Total actual investment includes the money spent on equipment and any unintended inventory changes. Total planned investment is the forecasted spending on equipment. Future employment could improve if the increase in demand shown in Dave's company is reflected in the broader economy. For the budget scenario, national saving equals the sum of both public and private savings. The trade balance would be zero if all savings are used for domestic investment; otherwise, a budget deficit could lead to a trade deficit.

Step-by-step explanation:

Assuming the scenario where Dave's Mirror Company is expected to sell $1,000,000 worth of mirrors and to produce $950,000 worth of mirrors with the purchase of $200,000 of new equipment, the total actual investment for Dave's Mirror Company would be the actual amount spent on new equipment plus the unintended inventory accumulation (if actual sales exceeded expectations).

The total planned investment is the planned spending on new equipment, which in this case is $200,000. If actual sales turned out to be $1,200,000, this would result in unplanned inventory reduction, indicating higher demand than anticipated.

Implications for future employment could be positive if this increase in demand is reflected across the larger economy. Businesses like Dave's would need to adjust production upwards to meet the higher demand, potentially leading to job creation to increase production capacity.

Now to answer the student's question regarding an economy with a budget surplus of 1,000, private savings of 4,000, and investment of 5,000:

  1. National saving and investment identity for the economy would be: National Saving (Public + Private) = Investment.
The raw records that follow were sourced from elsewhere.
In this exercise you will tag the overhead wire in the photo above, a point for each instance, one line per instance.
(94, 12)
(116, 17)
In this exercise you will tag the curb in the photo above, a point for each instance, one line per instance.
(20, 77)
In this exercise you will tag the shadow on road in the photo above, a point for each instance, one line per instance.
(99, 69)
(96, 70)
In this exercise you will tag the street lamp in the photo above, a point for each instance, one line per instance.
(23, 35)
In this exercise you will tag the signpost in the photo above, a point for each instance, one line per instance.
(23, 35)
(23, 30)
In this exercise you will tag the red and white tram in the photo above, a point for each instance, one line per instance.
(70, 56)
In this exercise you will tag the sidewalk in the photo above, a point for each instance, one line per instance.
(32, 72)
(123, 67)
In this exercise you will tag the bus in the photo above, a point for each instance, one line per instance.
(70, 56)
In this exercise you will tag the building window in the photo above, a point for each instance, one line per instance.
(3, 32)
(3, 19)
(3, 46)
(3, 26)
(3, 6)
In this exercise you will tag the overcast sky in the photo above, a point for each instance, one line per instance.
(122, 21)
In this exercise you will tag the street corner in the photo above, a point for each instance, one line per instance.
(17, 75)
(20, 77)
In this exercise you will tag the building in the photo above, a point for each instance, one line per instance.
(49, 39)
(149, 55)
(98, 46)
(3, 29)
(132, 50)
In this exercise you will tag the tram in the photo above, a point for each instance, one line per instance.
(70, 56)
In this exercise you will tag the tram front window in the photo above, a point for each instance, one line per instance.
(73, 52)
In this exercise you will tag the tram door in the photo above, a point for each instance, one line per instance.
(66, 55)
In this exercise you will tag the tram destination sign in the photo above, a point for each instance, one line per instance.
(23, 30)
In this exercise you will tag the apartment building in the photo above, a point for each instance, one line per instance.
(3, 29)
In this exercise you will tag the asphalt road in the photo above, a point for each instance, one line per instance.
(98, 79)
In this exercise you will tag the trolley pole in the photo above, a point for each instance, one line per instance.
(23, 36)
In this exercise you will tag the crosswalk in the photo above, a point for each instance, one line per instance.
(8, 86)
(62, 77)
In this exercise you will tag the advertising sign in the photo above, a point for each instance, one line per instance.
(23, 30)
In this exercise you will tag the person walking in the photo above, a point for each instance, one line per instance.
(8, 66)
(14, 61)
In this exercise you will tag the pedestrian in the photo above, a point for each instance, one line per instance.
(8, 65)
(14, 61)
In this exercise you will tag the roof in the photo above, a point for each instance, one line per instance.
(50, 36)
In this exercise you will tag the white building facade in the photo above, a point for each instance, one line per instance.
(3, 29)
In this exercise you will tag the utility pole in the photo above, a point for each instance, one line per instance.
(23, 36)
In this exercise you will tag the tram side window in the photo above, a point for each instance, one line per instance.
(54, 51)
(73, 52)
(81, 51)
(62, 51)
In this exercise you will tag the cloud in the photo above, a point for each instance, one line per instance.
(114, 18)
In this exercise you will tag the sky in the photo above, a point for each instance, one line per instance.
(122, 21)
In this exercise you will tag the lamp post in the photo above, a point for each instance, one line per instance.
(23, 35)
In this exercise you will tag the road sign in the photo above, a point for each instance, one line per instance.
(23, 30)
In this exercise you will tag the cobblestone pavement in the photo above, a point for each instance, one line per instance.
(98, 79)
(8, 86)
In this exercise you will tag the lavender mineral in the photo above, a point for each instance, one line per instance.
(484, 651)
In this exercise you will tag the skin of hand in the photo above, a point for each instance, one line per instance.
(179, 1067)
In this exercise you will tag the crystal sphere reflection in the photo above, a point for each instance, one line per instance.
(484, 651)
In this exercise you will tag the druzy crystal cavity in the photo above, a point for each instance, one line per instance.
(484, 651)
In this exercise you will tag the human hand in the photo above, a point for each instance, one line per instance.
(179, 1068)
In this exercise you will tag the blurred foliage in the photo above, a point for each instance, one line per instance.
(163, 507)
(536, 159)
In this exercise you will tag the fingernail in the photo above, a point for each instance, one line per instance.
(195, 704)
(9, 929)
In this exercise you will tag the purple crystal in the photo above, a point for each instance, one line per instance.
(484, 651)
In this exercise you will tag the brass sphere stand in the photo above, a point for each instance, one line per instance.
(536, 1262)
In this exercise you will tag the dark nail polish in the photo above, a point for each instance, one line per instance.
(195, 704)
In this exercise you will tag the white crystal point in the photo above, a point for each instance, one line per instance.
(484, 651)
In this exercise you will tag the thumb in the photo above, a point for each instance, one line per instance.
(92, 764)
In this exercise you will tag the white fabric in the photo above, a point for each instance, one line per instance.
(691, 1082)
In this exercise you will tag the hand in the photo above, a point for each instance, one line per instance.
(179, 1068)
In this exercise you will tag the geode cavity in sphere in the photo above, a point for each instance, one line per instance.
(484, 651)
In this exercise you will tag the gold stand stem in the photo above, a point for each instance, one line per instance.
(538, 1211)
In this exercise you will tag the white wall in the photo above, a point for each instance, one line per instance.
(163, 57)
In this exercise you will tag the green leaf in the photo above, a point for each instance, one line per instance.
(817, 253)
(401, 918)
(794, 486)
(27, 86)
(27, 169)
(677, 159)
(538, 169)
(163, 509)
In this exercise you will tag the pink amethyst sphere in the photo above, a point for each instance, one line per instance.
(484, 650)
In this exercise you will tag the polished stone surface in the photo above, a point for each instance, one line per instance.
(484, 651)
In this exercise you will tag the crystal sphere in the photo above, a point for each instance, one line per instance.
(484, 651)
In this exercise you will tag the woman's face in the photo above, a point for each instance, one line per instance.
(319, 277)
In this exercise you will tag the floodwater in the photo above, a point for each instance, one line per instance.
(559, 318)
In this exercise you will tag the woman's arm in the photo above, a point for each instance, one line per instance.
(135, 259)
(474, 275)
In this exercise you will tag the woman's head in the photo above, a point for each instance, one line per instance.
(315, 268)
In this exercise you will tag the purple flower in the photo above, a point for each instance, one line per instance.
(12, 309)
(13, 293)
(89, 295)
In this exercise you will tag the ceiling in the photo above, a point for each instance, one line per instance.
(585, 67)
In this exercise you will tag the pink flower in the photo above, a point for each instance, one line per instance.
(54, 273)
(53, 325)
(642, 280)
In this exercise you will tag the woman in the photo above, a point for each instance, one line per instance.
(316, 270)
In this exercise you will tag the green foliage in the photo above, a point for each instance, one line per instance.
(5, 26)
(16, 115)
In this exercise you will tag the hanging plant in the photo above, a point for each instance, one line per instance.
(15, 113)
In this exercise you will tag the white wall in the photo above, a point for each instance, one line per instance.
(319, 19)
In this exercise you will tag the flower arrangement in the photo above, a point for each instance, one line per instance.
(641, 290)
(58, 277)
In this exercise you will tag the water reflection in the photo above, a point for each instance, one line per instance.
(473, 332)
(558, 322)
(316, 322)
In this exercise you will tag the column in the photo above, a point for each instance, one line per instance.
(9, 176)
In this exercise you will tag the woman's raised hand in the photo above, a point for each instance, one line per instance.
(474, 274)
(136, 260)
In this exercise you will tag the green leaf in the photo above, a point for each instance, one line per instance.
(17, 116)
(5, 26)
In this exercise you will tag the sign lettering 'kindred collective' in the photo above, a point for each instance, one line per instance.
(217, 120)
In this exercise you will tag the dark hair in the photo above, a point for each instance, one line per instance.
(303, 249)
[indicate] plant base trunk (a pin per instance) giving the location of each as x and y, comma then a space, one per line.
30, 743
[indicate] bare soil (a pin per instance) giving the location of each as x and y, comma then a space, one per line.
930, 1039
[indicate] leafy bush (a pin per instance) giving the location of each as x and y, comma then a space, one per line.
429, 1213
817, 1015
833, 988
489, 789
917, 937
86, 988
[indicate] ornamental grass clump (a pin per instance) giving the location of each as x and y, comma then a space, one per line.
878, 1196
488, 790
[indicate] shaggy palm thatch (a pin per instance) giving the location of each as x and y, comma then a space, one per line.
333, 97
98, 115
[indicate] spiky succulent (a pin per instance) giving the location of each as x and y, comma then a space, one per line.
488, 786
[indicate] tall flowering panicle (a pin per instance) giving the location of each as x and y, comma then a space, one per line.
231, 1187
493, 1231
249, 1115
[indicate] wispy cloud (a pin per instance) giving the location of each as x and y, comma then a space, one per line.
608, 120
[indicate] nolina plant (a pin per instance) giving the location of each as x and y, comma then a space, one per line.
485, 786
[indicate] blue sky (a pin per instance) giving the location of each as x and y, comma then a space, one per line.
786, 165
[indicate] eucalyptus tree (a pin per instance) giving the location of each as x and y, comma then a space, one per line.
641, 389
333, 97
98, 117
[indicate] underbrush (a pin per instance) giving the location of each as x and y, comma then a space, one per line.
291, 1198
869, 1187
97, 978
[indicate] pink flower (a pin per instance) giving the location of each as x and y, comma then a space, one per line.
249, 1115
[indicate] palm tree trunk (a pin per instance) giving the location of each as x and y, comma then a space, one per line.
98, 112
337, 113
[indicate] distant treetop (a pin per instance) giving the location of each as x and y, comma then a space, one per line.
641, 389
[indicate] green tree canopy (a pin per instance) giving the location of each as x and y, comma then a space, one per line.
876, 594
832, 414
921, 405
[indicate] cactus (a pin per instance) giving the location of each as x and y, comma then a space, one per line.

In this case, Public Saving (budget surplus) + Private Saving = Investment; 1,000 + 4,000 = 5,000.
  2. The balance of trade, given this identity, would be zero since all savings (public + private) are used for domestic investment.
  3. If the budget surplus changes to a deficit of 1,000 (meaning Public Saving becomes -1,000), then National Saving would be 3,000. As the investment remains at 5,000, the balance of trade will be negative, implying a trade deficit of 2,000.